Odonate Therapeutics, Inc., a pharmaceutical company dedicated to the development of best-in-class therapeutics that improve and extend the lives of patients with cancer, today announced the completion of enrollment in CONTESSA, a multinational, multicenter, randomized, Phase 3 study investigating tesetaxel as a potential treatment for patients with HER2 negative, hormone receptor positive metastatic breast cancer. The Company expects to report top-line results from CONTESSA in the third quarter of 2020.

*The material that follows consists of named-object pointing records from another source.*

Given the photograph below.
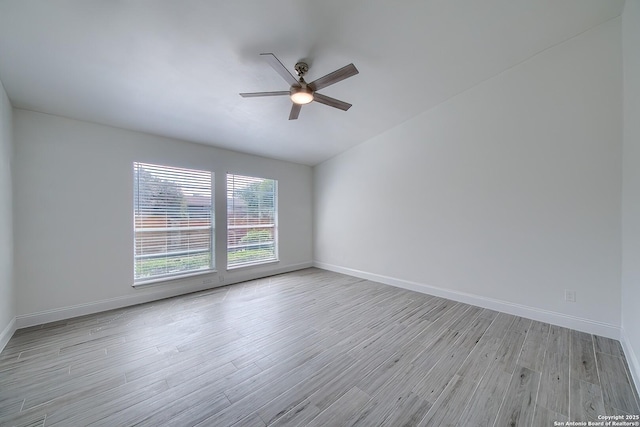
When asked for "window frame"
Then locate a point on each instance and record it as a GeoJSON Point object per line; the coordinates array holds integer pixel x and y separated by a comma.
{"type": "Point", "coordinates": [274, 226]}
{"type": "Point", "coordinates": [167, 173]}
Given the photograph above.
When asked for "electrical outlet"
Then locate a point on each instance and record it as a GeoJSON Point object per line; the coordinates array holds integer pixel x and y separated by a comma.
{"type": "Point", "coordinates": [569, 296]}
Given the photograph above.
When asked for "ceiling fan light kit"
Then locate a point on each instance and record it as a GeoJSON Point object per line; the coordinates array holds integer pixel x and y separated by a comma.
{"type": "Point", "coordinates": [301, 92]}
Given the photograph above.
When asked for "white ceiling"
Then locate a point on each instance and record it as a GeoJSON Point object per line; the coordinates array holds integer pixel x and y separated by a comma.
{"type": "Point", "coordinates": [175, 68]}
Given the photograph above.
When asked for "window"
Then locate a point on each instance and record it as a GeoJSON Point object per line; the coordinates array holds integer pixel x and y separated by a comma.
{"type": "Point", "coordinates": [173, 221]}
{"type": "Point", "coordinates": [251, 220]}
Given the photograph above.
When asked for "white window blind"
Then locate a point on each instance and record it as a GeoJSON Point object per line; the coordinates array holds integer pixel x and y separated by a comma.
{"type": "Point", "coordinates": [251, 220]}
{"type": "Point", "coordinates": [173, 221]}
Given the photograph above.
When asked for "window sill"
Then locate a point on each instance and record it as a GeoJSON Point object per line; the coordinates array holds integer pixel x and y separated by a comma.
{"type": "Point", "coordinates": [162, 280]}
{"type": "Point", "coordinates": [253, 264]}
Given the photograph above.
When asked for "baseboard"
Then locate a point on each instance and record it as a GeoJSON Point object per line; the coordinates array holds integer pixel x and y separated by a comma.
{"type": "Point", "coordinates": [7, 333]}
{"type": "Point", "coordinates": [632, 359]}
{"type": "Point", "coordinates": [162, 292]}
{"type": "Point", "coordinates": [554, 318]}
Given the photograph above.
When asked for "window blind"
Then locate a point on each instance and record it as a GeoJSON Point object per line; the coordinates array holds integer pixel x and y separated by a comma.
{"type": "Point", "coordinates": [251, 220]}
{"type": "Point", "coordinates": [173, 221]}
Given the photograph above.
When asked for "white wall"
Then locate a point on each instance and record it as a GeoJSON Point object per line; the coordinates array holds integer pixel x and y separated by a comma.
{"type": "Point", "coordinates": [74, 220]}
{"type": "Point", "coordinates": [504, 196]}
{"type": "Point", "coordinates": [631, 186]}
{"type": "Point", "coordinates": [7, 301]}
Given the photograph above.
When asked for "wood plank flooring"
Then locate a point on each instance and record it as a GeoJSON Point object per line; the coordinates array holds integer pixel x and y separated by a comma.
{"type": "Point", "coordinates": [309, 348]}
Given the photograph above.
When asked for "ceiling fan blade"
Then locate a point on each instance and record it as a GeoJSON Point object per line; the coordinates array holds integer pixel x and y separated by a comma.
{"type": "Point", "coordinates": [335, 77]}
{"type": "Point", "coordinates": [280, 69]}
{"type": "Point", "coordinates": [331, 102]}
{"type": "Point", "coordinates": [295, 111]}
{"type": "Point", "coordinates": [256, 94]}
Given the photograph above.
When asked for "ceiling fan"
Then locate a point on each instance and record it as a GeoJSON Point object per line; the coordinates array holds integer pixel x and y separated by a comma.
{"type": "Point", "coordinates": [301, 92]}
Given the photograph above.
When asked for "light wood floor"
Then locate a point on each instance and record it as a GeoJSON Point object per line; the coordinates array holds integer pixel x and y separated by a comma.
{"type": "Point", "coordinates": [309, 348]}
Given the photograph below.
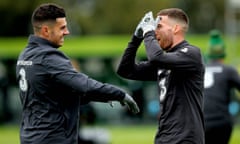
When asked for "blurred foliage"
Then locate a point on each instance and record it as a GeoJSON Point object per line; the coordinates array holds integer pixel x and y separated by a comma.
{"type": "Point", "coordinates": [109, 16]}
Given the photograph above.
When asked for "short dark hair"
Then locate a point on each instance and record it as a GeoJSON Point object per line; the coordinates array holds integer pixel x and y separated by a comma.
{"type": "Point", "coordinates": [177, 14]}
{"type": "Point", "coordinates": [47, 12]}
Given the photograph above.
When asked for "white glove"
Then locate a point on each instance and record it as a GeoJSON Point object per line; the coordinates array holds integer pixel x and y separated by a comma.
{"type": "Point", "coordinates": [138, 31]}
{"type": "Point", "coordinates": [132, 105]}
{"type": "Point", "coordinates": [148, 23]}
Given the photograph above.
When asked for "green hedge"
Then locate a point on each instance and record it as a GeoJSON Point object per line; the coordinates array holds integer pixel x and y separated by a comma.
{"type": "Point", "coordinates": [104, 46]}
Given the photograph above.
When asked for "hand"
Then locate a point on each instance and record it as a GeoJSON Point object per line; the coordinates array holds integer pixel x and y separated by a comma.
{"type": "Point", "coordinates": [148, 23]}
{"type": "Point", "coordinates": [132, 105]}
{"type": "Point", "coordinates": [138, 31]}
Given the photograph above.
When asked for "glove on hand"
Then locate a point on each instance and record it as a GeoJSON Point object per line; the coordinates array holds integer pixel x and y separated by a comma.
{"type": "Point", "coordinates": [148, 23]}
{"type": "Point", "coordinates": [138, 31]}
{"type": "Point", "coordinates": [132, 105]}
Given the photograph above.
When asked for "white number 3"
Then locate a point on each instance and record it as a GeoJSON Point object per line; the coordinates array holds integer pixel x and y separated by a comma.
{"type": "Point", "coordinates": [23, 82]}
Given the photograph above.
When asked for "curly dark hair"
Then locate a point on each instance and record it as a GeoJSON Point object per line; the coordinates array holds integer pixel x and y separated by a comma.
{"type": "Point", "coordinates": [47, 12]}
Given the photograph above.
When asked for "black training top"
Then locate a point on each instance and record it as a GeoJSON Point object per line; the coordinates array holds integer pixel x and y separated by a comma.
{"type": "Point", "coordinates": [51, 91]}
{"type": "Point", "coordinates": [179, 74]}
{"type": "Point", "coordinates": [220, 79]}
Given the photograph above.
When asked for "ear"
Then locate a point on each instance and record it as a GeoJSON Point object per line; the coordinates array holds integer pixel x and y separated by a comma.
{"type": "Point", "coordinates": [176, 28]}
{"type": "Point", "coordinates": [45, 30]}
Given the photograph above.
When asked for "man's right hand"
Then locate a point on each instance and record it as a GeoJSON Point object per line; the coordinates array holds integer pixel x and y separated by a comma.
{"type": "Point", "coordinates": [132, 105]}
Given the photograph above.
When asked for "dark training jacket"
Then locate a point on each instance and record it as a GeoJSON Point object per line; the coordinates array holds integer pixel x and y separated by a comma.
{"type": "Point", "coordinates": [51, 92]}
{"type": "Point", "coordinates": [179, 74]}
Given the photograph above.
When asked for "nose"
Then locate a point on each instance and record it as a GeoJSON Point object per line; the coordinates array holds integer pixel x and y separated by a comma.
{"type": "Point", "coordinates": [66, 32]}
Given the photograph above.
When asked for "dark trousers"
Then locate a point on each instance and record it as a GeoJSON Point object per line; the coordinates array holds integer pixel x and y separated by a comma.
{"type": "Point", "coordinates": [218, 135]}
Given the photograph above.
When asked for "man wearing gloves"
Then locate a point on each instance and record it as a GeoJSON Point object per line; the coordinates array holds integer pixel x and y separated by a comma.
{"type": "Point", "coordinates": [178, 69]}
{"type": "Point", "coordinates": [51, 90]}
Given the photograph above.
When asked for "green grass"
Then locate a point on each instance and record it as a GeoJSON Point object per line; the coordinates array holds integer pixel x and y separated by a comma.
{"type": "Point", "coordinates": [120, 134]}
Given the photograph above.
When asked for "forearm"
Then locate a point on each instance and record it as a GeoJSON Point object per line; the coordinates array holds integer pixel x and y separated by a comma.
{"type": "Point", "coordinates": [153, 49]}
{"type": "Point", "coordinates": [127, 62]}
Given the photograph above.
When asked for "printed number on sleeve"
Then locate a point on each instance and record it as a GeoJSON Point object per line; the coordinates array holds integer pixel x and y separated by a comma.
{"type": "Point", "coordinates": [23, 82]}
{"type": "Point", "coordinates": [163, 89]}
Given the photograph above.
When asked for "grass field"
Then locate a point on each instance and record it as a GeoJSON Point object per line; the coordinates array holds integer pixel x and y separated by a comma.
{"type": "Point", "coordinates": [120, 134]}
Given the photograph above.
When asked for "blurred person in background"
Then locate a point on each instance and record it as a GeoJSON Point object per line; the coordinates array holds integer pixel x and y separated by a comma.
{"type": "Point", "coordinates": [178, 69]}
{"type": "Point", "coordinates": [220, 80]}
{"type": "Point", "coordinates": [50, 89]}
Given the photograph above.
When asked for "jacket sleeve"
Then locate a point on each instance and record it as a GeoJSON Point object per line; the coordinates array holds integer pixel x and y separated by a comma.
{"type": "Point", "coordinates": [184, 59]}
{"type": "Point", "coordinates": [63, 73]}
{"type": "Point", "coordinates": [234, 77]}
{"type": "Point", "coordinates": [127, 68]}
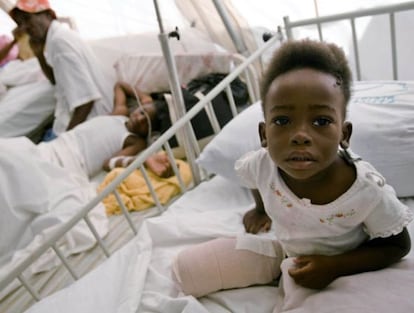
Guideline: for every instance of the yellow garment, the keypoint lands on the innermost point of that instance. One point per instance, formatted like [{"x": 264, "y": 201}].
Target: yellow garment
[{"x": 135, "y": 193}]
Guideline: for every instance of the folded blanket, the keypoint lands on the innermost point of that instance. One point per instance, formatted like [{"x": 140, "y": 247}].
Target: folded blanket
[{"x": 135, "y": 193}]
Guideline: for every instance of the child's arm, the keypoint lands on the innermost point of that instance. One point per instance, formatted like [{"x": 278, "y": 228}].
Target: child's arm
[
  {"x": 80, "y": 114},
  {"x": 257, "y": 220},
  {"x": 317, "y": 271},
  {"x": 157, "y": 163},
  {"x": 121, "y": 92}
]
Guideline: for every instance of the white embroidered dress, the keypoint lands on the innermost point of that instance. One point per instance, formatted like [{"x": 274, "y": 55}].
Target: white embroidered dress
[{"x": 368, "y": 209}]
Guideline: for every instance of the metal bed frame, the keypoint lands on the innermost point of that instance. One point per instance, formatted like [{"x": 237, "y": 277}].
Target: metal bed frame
[{"x": 390, "y": 10}]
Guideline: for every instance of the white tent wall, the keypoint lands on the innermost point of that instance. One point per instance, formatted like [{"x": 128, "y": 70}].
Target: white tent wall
[{"x": 100, "y": 21}]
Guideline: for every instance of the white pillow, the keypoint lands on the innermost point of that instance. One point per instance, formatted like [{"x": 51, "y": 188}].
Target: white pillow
[
  {"x": 237, "y": 137},
  {"x": 382, "y": 114},
  {"x": 148, "y": 72}
]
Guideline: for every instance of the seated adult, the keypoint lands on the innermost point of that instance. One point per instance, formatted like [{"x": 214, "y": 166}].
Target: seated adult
[{"x": 82, "y": 89}]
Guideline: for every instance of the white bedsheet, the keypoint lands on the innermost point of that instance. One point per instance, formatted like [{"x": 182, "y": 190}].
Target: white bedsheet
[
  {"x": 27, "y": 98},
  {"x": 138, "y": 277},
  {"x": 25, "y": 107},
  {"x": 36, "y": 196}
]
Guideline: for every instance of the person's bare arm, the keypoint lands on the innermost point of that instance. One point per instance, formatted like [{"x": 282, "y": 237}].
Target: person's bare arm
[
  {"x": 38, "y": 48},
  {"x": 257, "y": 220},
  {"x": 317, "y": 271},
  {"x": 80, "y": 114},
  {"x": 158, "y": 163}
]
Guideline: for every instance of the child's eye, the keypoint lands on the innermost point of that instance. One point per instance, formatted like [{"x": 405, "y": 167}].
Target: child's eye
[
  {"x": 322, "y": 121},
  {"x": 281, "y": 120}
]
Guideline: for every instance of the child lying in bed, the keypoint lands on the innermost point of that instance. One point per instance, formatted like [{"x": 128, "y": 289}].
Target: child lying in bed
[{"x": 332, "y": 213}]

More on the CONTESSA Trial
CONTESSA is a multinational, multicenter, randomized, Phase 3 study of tesetaxel, an investigational, orally administered taxane, in patients with metastatic breast cancer (MBC). CONTESSA is comparing tesetaxel dosed orally at 27 mg/m2 on the first day of each 21-day cycle plus a reduced dose of capecitabine (1,650 mg/m2/day dosed orally for 14 days of each 21-day cycle) to the approved dose of capecitabine alone (2,500 mg/m2/day dosed orally for 14 days of each 21-day cycle) in approximately 600 patients randomized 1:1 with human epidermal growth factor receptor 2 (HER2) negative, hormone receptor (HR) positive MBC previously treated with a taxane in the neoadjuvant or adjuvant setting. Capecitabine is an oral chemotherapy agent that is considered a standard-of-care treatment in MBC
Where indicated, patients must have received endocrine therapy with or without a cyclin-dependent kinase (CDK) 4/6 inhibitor. Patients with central nervous system (CNS) metastases are eligible. The primary endpoint is progression-free survival (PFS) as assessed by an Independent Radiologic Review Committee (IRC). CONTESSA’s secondary efficacy endpoints are overall survival (OS), objective response rate (ORR) as assessed by the IRC and disease control rate (DCR) as assessed by the IRC.
Tesetaxel is an investigational, orally administered chemotherapy agent that belongs to a class of drugs known as taxanes, which are widely used in the treatment of cancer. Tesetaxel has several pharmacologic properties that make it unique among taxanes, including: oral administration with a low pill burden; a long (~8-day) terminal plasma half-life in humans, enabling the maintenance of adequate drug levels with relatively infrequent dosing; no history of hypersensitivity (allergic) reactions; and significant activity against chemotherapy-resistant tumors. In patients with metastatic breast cancer, tesetaxel was shown to have significant, single-agent antitumor activity in two multicenter, Phase 2 studies. Tesetaxel currently is the subject of three studies in breast cancer.